At all levels we need to capture and spread those innovations and speed up the delivery of integrated care. Part of this will be capturing the energy, enthusiasm and engagement of clinical staff – many leaders have commented how the emergency has thrown up a host of new clinical leaders who should be embraced and empowered.

We also need to challenge professional boundaries, reduce regulatory barriers and, through the People Plan and importantly its local offshoots, devise practical ways to capitalise on the public’s support for health and care. We need new recruits and to retain those who have joined or re-joined recently.

Message from the past

Geoffrey Rivett in his history of the NHS quoted a perspicacious radiologist in the early 1950s who explained how they got it wrong in 1948 by underestimating future demand. He said they ignored the effect of the ageing population, the intrinsically expansile nature of hospital practice and had a false conception of health and disease. He noted that the fight against disease was a continual struggle in which we were often cured of simpler and cheaper diseases to fall victim later to the more complex and expensive.

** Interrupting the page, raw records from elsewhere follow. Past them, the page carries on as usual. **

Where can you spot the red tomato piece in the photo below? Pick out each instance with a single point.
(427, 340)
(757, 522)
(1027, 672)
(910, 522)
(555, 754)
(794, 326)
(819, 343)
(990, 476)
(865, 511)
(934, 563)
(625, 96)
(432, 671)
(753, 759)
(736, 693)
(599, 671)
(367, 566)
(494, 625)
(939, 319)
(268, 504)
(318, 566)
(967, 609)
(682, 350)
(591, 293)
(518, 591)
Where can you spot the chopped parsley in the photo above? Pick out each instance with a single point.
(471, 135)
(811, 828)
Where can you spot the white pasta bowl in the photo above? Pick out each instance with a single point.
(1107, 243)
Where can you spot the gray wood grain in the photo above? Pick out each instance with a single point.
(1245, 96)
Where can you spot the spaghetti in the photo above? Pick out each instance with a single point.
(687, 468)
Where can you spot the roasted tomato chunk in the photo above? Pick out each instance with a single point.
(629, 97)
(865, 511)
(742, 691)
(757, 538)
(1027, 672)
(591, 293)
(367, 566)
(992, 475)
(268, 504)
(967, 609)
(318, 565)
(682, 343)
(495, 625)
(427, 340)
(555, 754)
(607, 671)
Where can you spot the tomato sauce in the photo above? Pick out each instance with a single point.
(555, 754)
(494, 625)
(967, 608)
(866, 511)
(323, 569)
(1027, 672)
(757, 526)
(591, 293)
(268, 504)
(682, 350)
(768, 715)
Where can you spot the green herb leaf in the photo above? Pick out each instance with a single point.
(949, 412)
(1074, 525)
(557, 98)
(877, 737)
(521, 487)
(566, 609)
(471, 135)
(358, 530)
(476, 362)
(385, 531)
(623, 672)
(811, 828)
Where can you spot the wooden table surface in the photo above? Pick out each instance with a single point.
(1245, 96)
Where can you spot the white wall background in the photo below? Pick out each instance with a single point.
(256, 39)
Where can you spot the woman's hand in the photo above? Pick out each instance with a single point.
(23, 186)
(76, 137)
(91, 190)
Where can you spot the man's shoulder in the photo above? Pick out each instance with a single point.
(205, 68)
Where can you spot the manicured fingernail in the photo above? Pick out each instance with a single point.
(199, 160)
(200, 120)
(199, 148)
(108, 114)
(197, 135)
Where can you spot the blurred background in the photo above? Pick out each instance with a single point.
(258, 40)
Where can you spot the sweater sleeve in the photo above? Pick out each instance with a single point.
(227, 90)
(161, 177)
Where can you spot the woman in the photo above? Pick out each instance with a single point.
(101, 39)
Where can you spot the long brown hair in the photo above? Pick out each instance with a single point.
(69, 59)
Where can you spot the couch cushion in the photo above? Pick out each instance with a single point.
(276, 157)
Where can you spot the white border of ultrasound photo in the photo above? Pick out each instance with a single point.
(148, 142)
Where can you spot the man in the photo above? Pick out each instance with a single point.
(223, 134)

It is a stark warning from the past. We need to be both ambitious and realistic. A new more collaborative future based on population health underpinned by technology, data and integrated services will not solve all our problems, but it is our only option if we are to create a sustainable service.

At the NHS Confederation we will be launching a major project in the next few days to support the reset. There are a number of initiatives being planned across the service and it will be important that we avoid duplication or overload. We will be seeking to work with others including the centre to make sure everyone can maximise the opportunities ahead.

As Churchill might or might not have said: “Never let a good crisis go to waste”.